Im Jahr 2013 gab es 26.492 Berichte über einzelne Personen und Personengruppen in 26 deutschen Meinungsführer-Medien. Nur 172 dieser Berichte – noch nicht einmal zwei Prozent – befassten sich mit Migranten und Flüchtlingen. Wie die rote Farbe in der Grafik zeigt, handelte es sich überwiegend um Artikel über Negatives. Hätte es noch weniger schlechte Nachrichten über die Lebensumstände von Migranten und die Probleme der Deutschen im Umgang mit Migranten gegeben, wäre der Berichts-Anteil noch minimaler ausgefallen. Mit anderen Worten: wo keine Probleme mit und von Migranten da keine Berichterstattung.

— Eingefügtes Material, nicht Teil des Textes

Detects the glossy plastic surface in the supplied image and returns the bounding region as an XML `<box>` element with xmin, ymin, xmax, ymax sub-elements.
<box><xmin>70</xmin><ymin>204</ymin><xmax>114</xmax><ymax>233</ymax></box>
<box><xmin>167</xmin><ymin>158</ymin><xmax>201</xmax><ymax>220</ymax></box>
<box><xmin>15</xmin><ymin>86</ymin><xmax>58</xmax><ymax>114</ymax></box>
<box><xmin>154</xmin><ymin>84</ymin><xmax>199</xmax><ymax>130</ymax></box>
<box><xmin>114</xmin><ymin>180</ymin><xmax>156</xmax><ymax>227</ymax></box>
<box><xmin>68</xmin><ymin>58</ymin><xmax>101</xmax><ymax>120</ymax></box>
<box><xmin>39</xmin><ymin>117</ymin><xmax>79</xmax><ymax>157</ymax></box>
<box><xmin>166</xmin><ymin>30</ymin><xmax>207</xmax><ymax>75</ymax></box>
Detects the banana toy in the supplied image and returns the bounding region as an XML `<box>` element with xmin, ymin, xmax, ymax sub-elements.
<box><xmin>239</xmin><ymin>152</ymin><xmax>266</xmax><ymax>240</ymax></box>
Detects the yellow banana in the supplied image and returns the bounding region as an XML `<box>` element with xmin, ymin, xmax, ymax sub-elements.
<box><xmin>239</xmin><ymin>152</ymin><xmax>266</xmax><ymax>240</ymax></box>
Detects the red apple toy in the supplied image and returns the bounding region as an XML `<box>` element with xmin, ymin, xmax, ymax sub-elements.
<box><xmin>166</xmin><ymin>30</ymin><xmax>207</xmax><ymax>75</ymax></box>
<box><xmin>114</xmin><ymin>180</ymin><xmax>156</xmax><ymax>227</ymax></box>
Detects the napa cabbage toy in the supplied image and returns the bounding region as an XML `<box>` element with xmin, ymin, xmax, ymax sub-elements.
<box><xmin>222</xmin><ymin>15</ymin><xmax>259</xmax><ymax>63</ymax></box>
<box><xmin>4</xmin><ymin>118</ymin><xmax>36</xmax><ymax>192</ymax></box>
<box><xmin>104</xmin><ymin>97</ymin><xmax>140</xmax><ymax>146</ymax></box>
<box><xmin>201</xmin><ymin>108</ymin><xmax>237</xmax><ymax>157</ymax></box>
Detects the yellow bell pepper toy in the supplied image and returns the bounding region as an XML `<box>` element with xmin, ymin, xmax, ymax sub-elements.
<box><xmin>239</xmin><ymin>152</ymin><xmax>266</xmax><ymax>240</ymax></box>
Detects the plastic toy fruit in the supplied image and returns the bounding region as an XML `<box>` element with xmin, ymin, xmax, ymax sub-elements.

Jetzt wo die Wahlen zum Europa-Parlament am 25. Mai näher rücken, muss beunruhigen, dass zu den Klischees über Mitbürger mit „Migrationshintergrund“ in den Ländern der EU die Belebung alter Feindbilder durch den Ost-West-Konflikt über die Ukraine hinzukommt. Der Versuchung, mit diesen Themen Stimmen zu fangen, werden viele Parteien erliegen.

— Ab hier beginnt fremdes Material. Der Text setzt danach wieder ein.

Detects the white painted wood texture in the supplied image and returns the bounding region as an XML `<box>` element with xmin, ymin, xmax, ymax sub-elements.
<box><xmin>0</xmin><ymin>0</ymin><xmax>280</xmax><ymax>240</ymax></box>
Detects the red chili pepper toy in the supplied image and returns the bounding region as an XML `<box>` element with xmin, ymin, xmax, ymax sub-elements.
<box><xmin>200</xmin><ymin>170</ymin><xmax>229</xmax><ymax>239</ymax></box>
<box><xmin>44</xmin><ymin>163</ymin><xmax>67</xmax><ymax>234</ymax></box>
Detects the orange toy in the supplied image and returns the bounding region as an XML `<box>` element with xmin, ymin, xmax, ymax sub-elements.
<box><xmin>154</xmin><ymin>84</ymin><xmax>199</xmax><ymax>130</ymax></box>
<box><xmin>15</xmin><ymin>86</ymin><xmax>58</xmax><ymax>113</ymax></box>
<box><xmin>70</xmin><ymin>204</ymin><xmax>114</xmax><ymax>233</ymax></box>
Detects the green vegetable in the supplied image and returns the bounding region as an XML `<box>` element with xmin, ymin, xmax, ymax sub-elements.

Auf Facebook, Twitter und Co. drängt sich der Eindruck auf, als hätten viele die alten Feindbilder schmerzlich vermisst und seien von ihrer Wiederkehr geradezu begeistert. Die Parallelen sind unübersehbar. Stiften Feindbilder mehr Gemeinsamkeit und Identität als gute Nachbarschaft und Kooperation? Bringt das gemeinsam gegen Andere einander näher als das gemeinsam miteinander? Oder sehen wir nur das aufgeregte Geschwätz an der Oberfläche, weil alte und neue Medien die tagtägliche Wirklichkeit des Lebens der Menschen langweilig finden?

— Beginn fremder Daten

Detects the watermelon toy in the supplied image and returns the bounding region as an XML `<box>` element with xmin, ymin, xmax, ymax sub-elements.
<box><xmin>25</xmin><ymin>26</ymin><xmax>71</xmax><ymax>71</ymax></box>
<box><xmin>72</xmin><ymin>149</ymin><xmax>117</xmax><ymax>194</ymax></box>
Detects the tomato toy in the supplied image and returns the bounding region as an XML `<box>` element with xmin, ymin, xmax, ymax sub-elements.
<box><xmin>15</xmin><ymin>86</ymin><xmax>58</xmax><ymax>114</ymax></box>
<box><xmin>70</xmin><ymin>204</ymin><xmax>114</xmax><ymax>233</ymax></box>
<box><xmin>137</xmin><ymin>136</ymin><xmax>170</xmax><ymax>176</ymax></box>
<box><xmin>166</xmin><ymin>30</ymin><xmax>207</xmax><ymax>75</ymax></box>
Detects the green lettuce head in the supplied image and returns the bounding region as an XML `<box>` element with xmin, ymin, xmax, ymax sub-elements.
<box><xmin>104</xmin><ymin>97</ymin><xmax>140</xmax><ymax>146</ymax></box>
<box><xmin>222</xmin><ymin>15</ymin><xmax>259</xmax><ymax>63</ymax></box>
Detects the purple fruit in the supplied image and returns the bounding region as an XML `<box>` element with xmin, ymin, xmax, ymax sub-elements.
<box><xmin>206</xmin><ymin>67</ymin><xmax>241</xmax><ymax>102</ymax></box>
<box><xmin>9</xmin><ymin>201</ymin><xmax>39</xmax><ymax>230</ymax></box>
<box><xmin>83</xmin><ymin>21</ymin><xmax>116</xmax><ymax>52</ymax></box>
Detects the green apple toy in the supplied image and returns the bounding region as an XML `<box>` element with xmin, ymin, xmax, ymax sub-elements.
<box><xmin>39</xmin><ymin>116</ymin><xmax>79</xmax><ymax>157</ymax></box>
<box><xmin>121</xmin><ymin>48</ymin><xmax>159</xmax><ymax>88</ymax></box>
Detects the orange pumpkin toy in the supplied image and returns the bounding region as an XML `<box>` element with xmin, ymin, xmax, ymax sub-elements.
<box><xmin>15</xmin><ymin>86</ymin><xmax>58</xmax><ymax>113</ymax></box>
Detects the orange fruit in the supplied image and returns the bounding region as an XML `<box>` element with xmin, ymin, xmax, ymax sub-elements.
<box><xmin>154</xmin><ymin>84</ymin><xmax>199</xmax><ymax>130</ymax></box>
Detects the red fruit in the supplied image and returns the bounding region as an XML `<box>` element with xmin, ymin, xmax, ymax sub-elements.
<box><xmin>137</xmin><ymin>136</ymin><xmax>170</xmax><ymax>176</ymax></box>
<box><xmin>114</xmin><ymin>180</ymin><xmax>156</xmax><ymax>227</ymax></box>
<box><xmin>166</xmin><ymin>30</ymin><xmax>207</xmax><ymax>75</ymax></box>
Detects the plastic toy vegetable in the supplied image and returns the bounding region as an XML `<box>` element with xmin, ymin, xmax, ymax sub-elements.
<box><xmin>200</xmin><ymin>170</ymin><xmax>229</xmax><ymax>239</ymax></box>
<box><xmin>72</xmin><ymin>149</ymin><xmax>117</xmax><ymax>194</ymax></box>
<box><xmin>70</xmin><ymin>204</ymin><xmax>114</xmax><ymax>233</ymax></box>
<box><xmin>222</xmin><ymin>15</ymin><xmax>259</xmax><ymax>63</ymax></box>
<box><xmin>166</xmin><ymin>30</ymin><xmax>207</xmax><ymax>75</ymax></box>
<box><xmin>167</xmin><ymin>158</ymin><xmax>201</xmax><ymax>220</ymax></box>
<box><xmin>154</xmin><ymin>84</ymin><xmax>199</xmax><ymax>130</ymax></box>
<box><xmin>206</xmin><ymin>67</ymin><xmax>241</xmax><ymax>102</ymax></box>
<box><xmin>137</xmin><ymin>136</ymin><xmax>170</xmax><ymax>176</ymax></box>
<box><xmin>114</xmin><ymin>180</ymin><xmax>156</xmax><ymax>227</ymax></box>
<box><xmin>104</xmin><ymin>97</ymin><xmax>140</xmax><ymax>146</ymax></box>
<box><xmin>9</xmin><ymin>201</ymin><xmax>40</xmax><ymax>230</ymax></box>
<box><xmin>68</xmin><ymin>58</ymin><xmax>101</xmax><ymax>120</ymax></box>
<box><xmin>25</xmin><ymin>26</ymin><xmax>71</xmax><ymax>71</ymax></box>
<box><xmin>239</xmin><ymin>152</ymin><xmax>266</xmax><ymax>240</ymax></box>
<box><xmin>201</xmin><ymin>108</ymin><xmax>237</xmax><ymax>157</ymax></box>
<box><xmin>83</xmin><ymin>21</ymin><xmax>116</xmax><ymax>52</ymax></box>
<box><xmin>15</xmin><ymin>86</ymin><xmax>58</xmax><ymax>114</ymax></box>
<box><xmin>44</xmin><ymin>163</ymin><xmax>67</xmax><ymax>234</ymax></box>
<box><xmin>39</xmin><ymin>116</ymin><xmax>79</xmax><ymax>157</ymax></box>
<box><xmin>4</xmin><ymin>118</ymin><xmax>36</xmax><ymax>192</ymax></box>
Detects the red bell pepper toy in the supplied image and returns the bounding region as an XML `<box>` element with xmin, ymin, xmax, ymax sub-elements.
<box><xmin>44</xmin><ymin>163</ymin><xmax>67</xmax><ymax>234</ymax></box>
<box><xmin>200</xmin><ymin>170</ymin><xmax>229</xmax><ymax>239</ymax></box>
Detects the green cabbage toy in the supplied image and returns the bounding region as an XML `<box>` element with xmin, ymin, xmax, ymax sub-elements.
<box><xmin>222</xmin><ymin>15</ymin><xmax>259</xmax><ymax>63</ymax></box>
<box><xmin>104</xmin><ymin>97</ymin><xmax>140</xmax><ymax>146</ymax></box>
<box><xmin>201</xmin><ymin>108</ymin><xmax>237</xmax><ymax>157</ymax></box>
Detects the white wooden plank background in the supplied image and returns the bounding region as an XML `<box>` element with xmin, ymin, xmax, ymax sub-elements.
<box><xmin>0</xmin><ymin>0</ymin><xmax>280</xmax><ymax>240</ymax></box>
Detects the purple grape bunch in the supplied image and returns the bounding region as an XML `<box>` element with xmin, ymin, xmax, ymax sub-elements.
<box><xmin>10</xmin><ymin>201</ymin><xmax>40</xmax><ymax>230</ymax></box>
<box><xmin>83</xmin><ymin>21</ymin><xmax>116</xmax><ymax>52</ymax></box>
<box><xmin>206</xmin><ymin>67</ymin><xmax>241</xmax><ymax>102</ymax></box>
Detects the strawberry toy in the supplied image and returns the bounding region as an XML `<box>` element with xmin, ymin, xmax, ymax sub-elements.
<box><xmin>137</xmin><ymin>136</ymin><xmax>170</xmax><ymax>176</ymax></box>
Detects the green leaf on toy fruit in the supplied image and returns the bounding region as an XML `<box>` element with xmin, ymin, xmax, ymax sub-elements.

Beim Mannheimer Morgen erschien die Tage ein Beitrag über die erfolgreiche Handelsfirma von Mustafa Baklan, der als Verkäufer auf dem Großmarkt anfing. Heute ist sein Familienunternehmen wohl der größte Großhändler für südländische Lebensmittel in Europa, er selbst als Handelsrichter am Mannheimer Landgericht und Multi-Ehrenamtler ein tätiges Mitglied der deutschen Gesellschaft. In regionalen und lokalen Medien kriegt die Lebenswirklichkeit von Migranten eine Chance.
Zum einseitigen Medienbild von Migranten gesellt sich ein ebenso amputiertes Medienbild von der deutschen Wirtschaft. Allabendlich verwechseln die Fernsehanstalten ihre Börsen-Berichte chronisch mit Wirtschaftsberichterstattung. 80 Prozent der Arbeitsplätze finden sich in mittleren und kleinen Unternehmen. Berichtet wird über die Minderheit der börsennotierten. Selbst in Wirtschaftsmedien kommt der Blick auf das Rückgrat der deutschen Unternehmen, vor allem auch bei Innovation und Ausbildungsleistung zu kurz.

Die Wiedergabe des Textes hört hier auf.